XML (eXtensible Markup Language) is a markup language developed by W3C (the organization that is responsible for Web standards). XML is very universal and is supported by a number of languages and applications. The word extensible indicates the ability to create your own language using XML, one of which is XHTML for creating websites. XML is a self-describing language, meaning that it has a structure in which we can determine what each value means. In CSV files, we can only guess what the third number eight means, whereas in XML, it'd be immediately clear that it's the number of articles that the user has written. The disadvantage to it is that the XML files are larger, but it's not a problem for us in most cases. Personally, I almost always choose to use the XML format, it's a good choice for saving a program's configuration, high scores for game players, or for saving a small user database. Thanks to XSD schemas, we can also validate them so that we can prevent errors during run time.

XML can be processed in different ways. Usually, by continuously reading/writing or using a DOM object structure. We're so far in that some tools (including .NET libraries) allow us to work with XML just like a database and execute SQL queries on it. As you can imagine, this saves a lot of work. Another language for querying XML files is XPath.

XML competes with JSON, which is simpler but less popular in business applications. Unlike XML, it can be used to log at the end of a file easily without loading the entire document.

XML is very often used to exchange data between different systems (e.g. desktop applications and web applications on a server). Therefore, as we've already mentioned, there are many libraries for it and every tool is aware of and is able to work with it. This includes web services, SOAP, and so on. However, we won't deal with any of them now.

Last time, we saved a list of users to a CSV file. We saved their name, age, and date of registration. The values were next to each other, separated by semicolons. Each line represented a user. The file's contents looked like this:

John Smith;22;3/21/2000
James Brown;31;10/30/2012

Anyone who isn't directly involved wouldn't know what any of that means, would they? Here is the equivalent to that file in the XML format:

<?xml version="1.0" encoding="UTF-8" ?>
<users>
    <user age="22">
        <name>John Smith</name>
        <registered>3/21/2000</registered>
    </user>
    <user age="22">
        <name>James Brown</name>
        <registered>10/30/2012</registered>
    </user>
</users>

Now everyone can tell what is stored in the file. I saved age as an attribute just to demonstrate that XML is able to do things like that. Otherwise, it'd be saved as an element along with the name and registration date. Individual items are called elements. I'm sure you're all familiar with HTML, which is based on the same fundamentals as XML. The elements are usually paired, meaning that we write the opening tag followed by the value and then the closing tag with a slash. Elements can contain other elements, so it has a tree structure. Furthermore, we're able to save an entire hierarchy of objects into a single XML document.

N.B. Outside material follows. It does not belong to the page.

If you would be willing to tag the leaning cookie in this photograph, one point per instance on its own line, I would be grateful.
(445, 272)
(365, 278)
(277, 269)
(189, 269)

At the beginning of an XML file, there is a header. The document has to contain exactly one root element in order for it to be valid. Here, it's the <user> element which contains the other nested elements. Attributes are written after the attribute name in quotation marks.

As you can probably tell, the file got bigger, which is the price paid for it to look pretty. If the user had more than three properties, you'd be able to see just how messy the CSV format can get, and how worthwhile the XML format is. Personally, as I gain more and more experience, I prefer solutions that are clear and simple, even if that means that they occupy more memory. This not only applies to files but for source codes as well. There is nothing worse than when a programmer looks at their code after a year and has no idea what the eighth parameter in a CSV file is when there are 100 numbers per line. Even worse, having a five-dimensional array, which is super fast, they wouldn't have to rewrite this whole functionality now. However, let's get back to today's topic.

XML in .NET

We'll focus on two fundamental approaches to work with XML files - the continuous approach (the SAX parser) and the object oriented approach (DOM). Today's and the next lessons will be dedicated to SAX, after which we'll get to DOM. Again, there are more ways to work with XML files using the .NET framework. Some are old and only present for backward compatibility's sake. I spent quite a lot of time working with XML files within .NET, so I only added the most modern approached and simple constructs.

Parsing XML via SAX

SAX (stands for Simple API for XML) is actually a simple extension of the text file reader. Writing is relatively simple. We subsequently write the elements and attributes in the same order as they are present in the file (we ignore the tree structure in this approach). .NET provides the XmlWriter class which relieves us from having to deal with the fact that XML is a text file. We only work with the elements, more accurately, nodes (more on that later).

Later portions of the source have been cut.